Latif Al Ani (1932-2021) known as the “father of Iraqi photography” was the first to capture extensively the cosmopolitan life of Iraq in the 1950s-1970s. His black and white images represent a unique visual memory of the country during its golden age and a major postcolonial heritage. Introduced in Iraq by the Armenian community, photography was controlled throughout the first half of the 20th century by the British colonial authorities. 

Through the intense collaboration with the Iraq Petroleum Company, the images recorded by Al Ani from the 50s symbolize the socioeconomic boom in Iraq during the post-colonial monarchy. He was the first local photographer to develop such a viewpoint, and arguably a genuine “painter of modern life” of his country, well beyond a mere documentary practitioner or a photo-reporter.

In 1960, Al Ani moved to what became the Ministry of Culture and set up its photography department.
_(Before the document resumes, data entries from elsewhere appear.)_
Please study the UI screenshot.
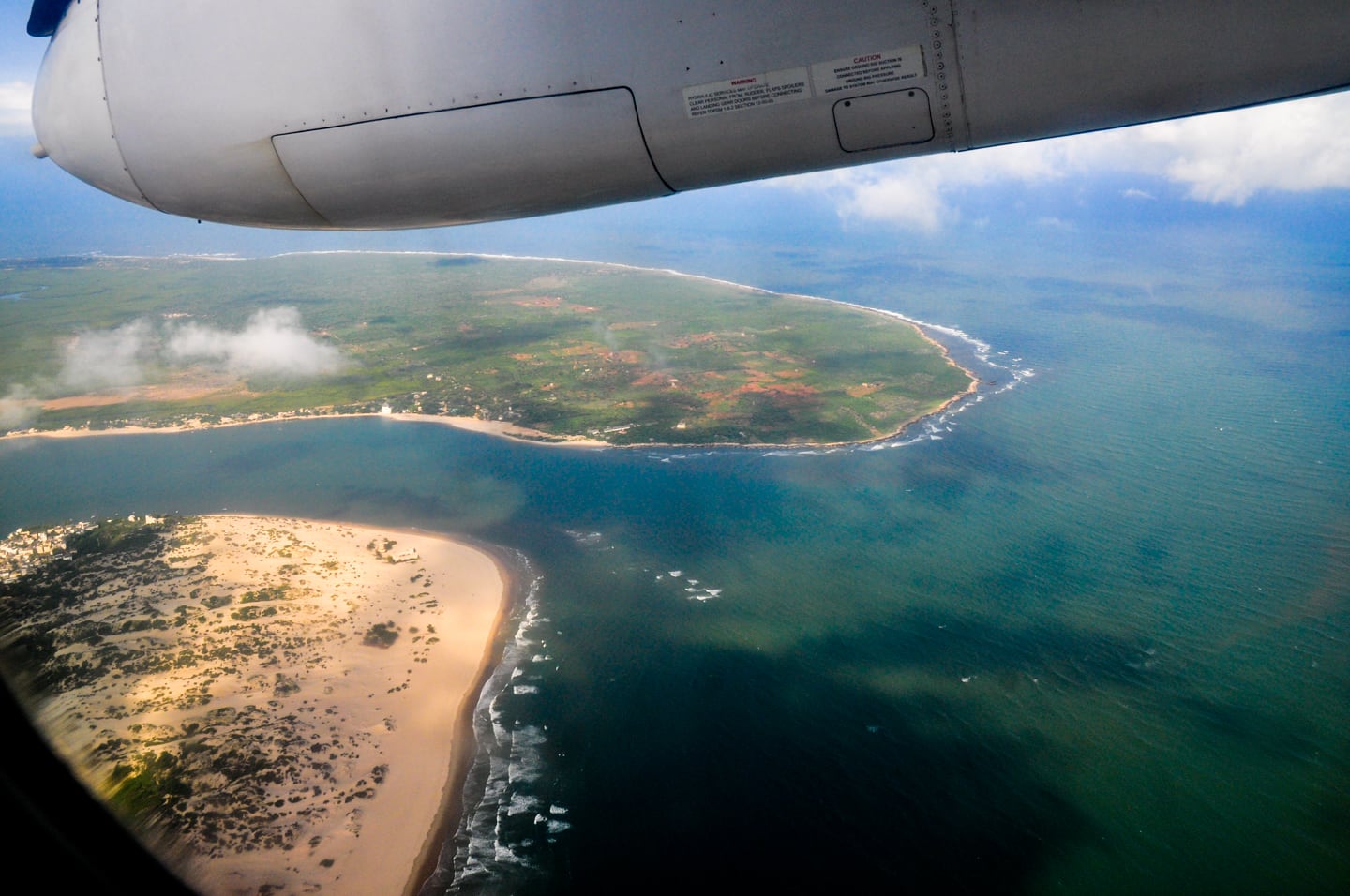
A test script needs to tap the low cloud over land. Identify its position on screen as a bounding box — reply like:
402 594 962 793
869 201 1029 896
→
0 307 346 429
163 307 343 377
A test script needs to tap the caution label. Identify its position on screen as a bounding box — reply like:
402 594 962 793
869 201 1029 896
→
684 67 811 119
811 45 924 96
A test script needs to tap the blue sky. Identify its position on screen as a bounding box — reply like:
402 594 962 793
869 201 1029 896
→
0 0 1350 276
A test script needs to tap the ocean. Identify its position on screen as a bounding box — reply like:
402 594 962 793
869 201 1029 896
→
0 253 1350 895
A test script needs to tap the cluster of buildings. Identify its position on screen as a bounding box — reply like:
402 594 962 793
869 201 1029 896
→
0 522 95 583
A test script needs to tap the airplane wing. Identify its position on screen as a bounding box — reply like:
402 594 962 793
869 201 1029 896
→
18 0 1350 228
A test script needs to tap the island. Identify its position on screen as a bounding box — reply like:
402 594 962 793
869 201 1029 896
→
0 252 976 447
0 515 509 896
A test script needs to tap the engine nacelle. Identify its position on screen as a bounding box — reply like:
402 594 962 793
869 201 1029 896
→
26 0 1350 228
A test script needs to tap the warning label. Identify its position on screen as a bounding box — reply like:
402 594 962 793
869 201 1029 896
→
684 67 811 119
811 45 924 96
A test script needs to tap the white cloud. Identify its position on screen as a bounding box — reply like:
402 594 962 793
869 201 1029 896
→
0 386 38 430
772 92 1350 232
0 81 33 135
56 320 154 392
165 307 343 377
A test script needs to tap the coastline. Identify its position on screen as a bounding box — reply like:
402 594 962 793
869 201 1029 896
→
2 515 507 896
0 332 980 451
0 249 987 451
402 538 524 896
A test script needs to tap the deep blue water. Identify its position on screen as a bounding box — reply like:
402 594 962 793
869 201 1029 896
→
0 259 1350 893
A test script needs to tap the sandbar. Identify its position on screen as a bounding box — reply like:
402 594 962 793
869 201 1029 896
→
13 515 509 896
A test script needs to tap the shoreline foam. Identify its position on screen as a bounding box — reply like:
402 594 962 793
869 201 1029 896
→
1 515 515 896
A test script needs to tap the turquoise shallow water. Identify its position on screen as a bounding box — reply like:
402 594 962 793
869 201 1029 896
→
0 255 1350 893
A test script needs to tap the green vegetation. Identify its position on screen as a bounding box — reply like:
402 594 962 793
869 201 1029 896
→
108 752 191 823
0 255 970 444
360 622 398 648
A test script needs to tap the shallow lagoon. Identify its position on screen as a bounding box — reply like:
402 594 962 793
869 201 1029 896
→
0 249 1350 893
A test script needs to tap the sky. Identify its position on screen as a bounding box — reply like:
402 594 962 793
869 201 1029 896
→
0 0 1350 276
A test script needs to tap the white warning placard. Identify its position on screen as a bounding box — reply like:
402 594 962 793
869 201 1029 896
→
684 67 811 119
811 45 924 96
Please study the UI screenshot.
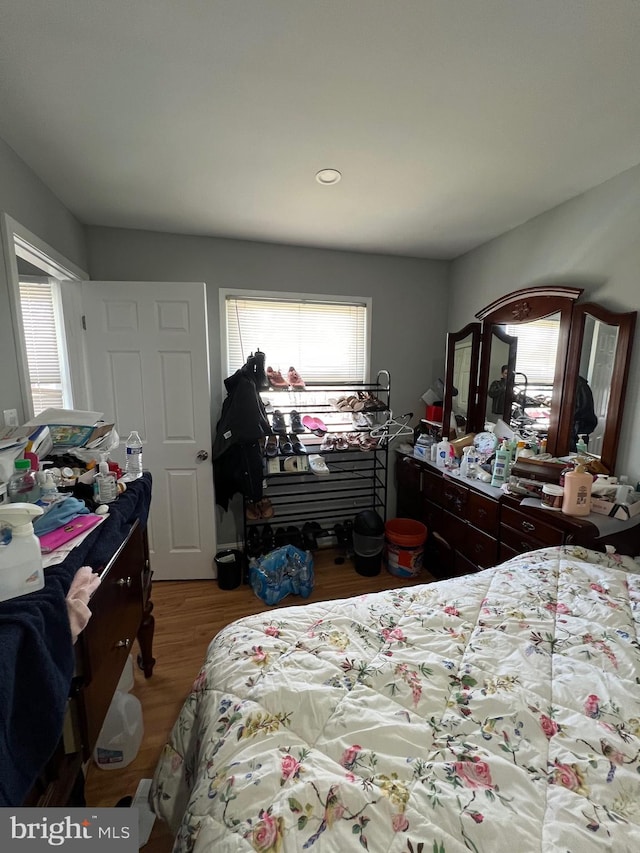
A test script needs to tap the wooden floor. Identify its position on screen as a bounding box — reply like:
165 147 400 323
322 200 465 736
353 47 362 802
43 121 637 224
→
85 551 434 853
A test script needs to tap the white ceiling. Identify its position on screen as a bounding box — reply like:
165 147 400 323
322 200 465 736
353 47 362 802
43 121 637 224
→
0 0 640 258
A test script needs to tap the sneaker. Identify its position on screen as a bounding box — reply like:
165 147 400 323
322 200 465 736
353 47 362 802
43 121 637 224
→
309 453 329 477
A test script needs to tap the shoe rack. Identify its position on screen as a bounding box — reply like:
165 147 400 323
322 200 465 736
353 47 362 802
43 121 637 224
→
244 370 391 557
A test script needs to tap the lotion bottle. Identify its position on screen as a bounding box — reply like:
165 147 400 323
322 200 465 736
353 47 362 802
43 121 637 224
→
562 463 593 516
0 502 44 601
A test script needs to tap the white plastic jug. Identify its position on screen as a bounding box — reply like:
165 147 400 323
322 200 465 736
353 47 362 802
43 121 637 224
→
93 690 144 770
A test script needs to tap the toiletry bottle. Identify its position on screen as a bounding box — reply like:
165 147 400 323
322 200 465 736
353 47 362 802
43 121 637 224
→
7 459 40 503
491 442 511 486
576 435 587 454
0 503 44 601
436 438 453 468
562 463 593 516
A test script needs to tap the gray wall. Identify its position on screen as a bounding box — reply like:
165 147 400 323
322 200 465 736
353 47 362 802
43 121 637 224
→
0 139 87 422
447 166 640 483
87 227 449 543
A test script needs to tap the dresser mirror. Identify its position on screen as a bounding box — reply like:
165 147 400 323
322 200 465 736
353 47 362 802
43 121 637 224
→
560 303 636 471
443 286 636 471
442 323 480 438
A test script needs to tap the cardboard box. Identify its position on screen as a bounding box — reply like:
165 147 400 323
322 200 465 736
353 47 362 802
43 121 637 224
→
267 456 309 474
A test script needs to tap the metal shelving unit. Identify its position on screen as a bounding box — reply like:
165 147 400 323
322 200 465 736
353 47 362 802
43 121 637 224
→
244 371 391 550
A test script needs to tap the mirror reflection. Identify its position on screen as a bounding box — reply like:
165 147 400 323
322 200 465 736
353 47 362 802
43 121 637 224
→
485 312 561 438
571 314 618 457
451 333 475 435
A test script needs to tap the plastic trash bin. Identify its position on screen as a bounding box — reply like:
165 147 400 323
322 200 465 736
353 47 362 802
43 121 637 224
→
214 548 242 589
353 509 384 577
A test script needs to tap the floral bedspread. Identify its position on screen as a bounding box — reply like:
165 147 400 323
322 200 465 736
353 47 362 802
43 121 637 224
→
151 547 640 853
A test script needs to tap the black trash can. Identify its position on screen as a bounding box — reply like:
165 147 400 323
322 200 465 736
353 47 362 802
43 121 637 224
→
353 509 384 577
214 548 243 589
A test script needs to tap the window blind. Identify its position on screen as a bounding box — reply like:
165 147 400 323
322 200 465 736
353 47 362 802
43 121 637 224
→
506 319 560 385
225 295 368 383
20 279 64 415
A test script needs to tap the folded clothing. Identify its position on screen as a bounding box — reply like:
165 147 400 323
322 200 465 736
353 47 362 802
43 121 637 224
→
33 498 89 536
39 513 102 554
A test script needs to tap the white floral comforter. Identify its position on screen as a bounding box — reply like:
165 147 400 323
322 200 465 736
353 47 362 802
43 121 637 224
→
152 548 640 853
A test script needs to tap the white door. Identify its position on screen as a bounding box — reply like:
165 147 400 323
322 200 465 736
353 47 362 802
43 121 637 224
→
81 281 216 580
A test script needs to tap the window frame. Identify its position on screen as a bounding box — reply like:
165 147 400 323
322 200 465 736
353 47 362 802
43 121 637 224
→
218 287 373 392
2 213 89 421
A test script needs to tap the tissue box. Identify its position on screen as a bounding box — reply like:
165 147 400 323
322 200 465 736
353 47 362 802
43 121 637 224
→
267 456 309 474
591 498 640 521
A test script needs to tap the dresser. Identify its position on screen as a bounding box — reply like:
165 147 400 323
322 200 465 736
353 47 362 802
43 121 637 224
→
395 453 640 578
22 475 155 806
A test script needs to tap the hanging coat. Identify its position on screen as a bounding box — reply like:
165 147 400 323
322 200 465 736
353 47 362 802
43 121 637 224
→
212 365 272 510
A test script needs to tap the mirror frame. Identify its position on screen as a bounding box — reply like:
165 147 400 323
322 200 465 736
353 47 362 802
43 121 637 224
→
558 302 637 472
442 323 480 438
473 285 582 456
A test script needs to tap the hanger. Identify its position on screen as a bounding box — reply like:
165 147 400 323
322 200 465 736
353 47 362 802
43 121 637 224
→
369 412 413 444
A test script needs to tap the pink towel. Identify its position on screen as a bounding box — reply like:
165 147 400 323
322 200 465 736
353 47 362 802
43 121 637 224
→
67 566 100 643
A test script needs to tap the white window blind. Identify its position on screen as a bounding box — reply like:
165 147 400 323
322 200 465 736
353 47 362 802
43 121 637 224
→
20 279 66 415
225 295 368 383
506 319 560 385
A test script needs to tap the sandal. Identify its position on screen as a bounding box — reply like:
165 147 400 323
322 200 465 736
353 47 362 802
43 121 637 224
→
267 367 289 388
320 433 336 453
309 454 329 477
287 367 306 388
289 435 307 456
289 409 304 433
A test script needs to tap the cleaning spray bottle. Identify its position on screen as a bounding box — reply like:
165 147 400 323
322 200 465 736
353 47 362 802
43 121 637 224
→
0 503 44 601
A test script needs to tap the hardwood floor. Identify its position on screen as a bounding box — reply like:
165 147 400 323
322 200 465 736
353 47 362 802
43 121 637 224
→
85 551 434 853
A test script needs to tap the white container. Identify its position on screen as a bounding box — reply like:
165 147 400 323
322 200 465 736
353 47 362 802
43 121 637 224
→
93 690 144 770
436 439 453 468
0 503 44 601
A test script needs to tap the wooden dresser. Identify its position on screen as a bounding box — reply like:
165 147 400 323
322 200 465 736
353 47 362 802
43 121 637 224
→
24 521 155 806
395 454 640 578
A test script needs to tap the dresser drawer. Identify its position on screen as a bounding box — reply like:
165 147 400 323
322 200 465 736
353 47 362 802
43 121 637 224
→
500 506 564 551
456 524 498 569
78 526 145 754
467 490 498 537
442 480 469 518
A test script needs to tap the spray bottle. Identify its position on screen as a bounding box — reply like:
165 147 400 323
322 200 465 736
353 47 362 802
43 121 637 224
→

The department’s magazine bore a title that could just as easily apply to his entire oeuvre: the ‘New Iraq’. In the increasingly authoritarian 1970s, Al Ani headed up the photography division at the Iraqi News Agency until Saddam Hussain came to power and banned public photography in 1979. He then laid down his camera forever.

His name and body of work disappeared along with his archives following the bombardment of Baghdad in 2003. Luckily however, the Arab Image Foundation (AIF) in Beirut had already acquired some of his work.
This exhibition represents an important group of Latif’s work from The Farjam Collection.